Jamel Herring tested positive for COVID-19 twice in July. Each positive test cost him a date on ESPN to defend his WBO super featherweight title. Herring was not angry. He was not bitter. Instead, he said he felt lucky.
“It’s not just me who’s going through this,” Herring said. “The whole world is going through this pandemic. At least I am fortunate enough to still come back and get another fight date and do what I do for a living. So many Americans can’t go back to work. I am grateful and lucky that physically it didn’t hit me as hard as it hit others. I lost people in my life to this virus.”
After two postponements, Herring (21-2, 10 KOs) will defend his title on Sept. 5 against Jonathan Oquendo (31-6, 19 KOs) inside the Top Rank bubble at the MGM Grand Conference Center in Las Vegas. The fight will be televised by ESPN.
“I feel great,” said Herring, 34. “Training camp has been going smoothly, mentally I am in a good place. I am just ready to go now. Everything happens for a reason. This was a kind of like a blessing in disguise. In July, I was still flushing out the virus in my system. Everything happens for a reason.”
The original fight was scheduled for July 2, but was postponed when Herring had his first positive test. It was rescheduled for July 14 and the date appeared safe when Herring tested negative before arriving back in Las Vegas. But, on July 13, Herring tested positive while inside Top Rank’s bubble and the fight was again canceled.
"Jamel has gone through an awful lot with the COVID-19 diagnoses and postponed fight dates, but he’s as mentally strong as any fighter I’ve ever met,” said his promoter Bob Arum. “This is another challenge he’s passed with flying colors.

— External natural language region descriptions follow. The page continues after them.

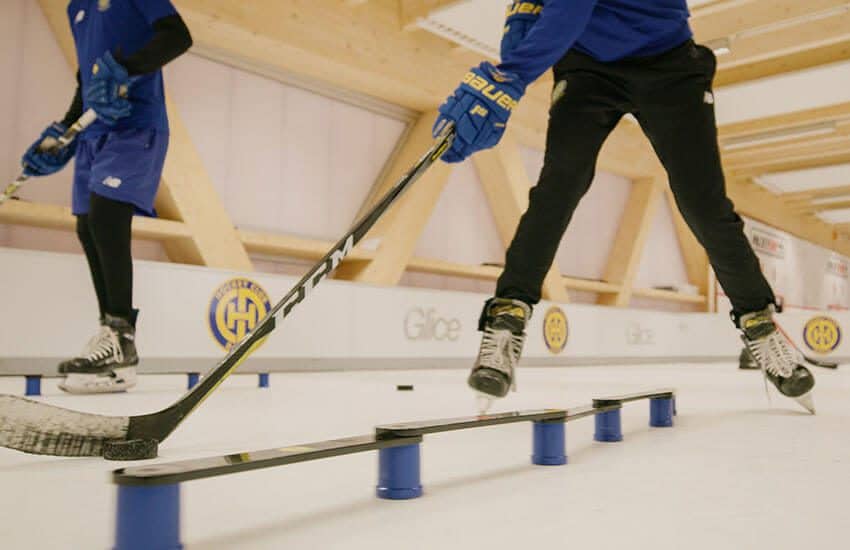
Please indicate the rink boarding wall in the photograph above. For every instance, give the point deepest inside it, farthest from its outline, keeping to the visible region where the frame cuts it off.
(188, 312)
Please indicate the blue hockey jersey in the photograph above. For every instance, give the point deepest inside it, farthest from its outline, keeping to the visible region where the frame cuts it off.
(607, 30)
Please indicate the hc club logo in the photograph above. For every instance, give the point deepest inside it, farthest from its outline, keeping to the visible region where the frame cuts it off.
(556, 331)
(822, 334)
(235, 309)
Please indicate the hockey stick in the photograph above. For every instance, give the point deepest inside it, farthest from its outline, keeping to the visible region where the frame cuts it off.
(82, 123)
(38, 428)
(820, 363)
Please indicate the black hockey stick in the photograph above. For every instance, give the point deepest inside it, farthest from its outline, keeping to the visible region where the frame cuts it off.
(82, 123)
(38, 428)
(820, 363)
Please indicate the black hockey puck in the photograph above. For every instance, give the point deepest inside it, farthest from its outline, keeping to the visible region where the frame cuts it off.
(132, 449)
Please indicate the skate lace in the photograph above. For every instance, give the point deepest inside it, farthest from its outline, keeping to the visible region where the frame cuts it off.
(106, 345)
(775, 354)
(496, 346)
(94, 341)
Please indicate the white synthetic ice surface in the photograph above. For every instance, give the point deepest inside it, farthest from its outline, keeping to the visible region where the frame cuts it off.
(733, 473)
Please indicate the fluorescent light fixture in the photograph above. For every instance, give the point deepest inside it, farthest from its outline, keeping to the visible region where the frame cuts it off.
(720, 46)
(778, 136)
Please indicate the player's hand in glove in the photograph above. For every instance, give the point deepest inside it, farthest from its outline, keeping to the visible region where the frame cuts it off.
(108, 89)
(522, 15)
(480, 109)
(46, 156)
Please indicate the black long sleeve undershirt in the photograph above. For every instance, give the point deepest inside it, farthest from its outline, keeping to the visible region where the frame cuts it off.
(171, 39)
(75, 111)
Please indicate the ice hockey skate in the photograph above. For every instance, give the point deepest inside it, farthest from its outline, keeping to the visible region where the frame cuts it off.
(94, 341)
(109, 366)
(503, 326)
(780, 361)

He’s a resilient young man who is proving it yet again. Jamel’s preparation and will to win have never wavered. Come Saturday, you will see the best version of ‘The Fighting Marine.”
Herring grew up in Coram and learned to box at the Veterans Memorial Gym in Shirley. He left Long Island in 2003 when he enlisted in the Marine Corps. After serving a tour of combat duty in Fallujah, he found his way onto the Marine Corps boxing team.
Herring now lives in Cincinnati but still has a connection to many of the fighters he grew up with on Long Island. Last weekend, he said he was “rooting all night” for light heavyweight Joe Smith Jr., who won a title-elimination fight on ESPN.
“When you are from Long Island you always have to prove you are tough because you always had the fighters in the city who looked down on Long Island fighters,” Herring said. “Long Island can also build champions. I never forget where I came from.”
Herring earned a spot on the U.S. Olympic team in 2012 and turned pro later that year. In May of 2018, he captured the WBO title with a decision over Masayuki Ito.
As a former Marine, Herring is often asked about athletes taking a knee and social justice issues.
“That’s their right,” Herring said. “The reason why we defend our country is for people who live here in America to freely express their believes and their first amendment rights. I’d rather see peaceful protesting, rather than violence and rioting that causes harm and death.”
As his fight with Oquendo approaches, Herring said he is not concerned with the interruption in training. After the second positive test, he quarantined for two weeks at home with his family. That time was used to relax and disconnect. The time away from the gym, he said, allowed him to return to training with a clear focus on September 5. Herring will be tested twice for COVID-19. The first time when he arrives Wednesday at the Top Rank bubble and then again the night before the fight.
“I know Oquendo is going to try and push the fight,” Herring said. "I have to go out there and be me, I can’t focus on what he’s going to do. My main thing now is showing the world: Hey, this is a guy who had COVID-19 and look how good he is. He’s able to perform at a high level.”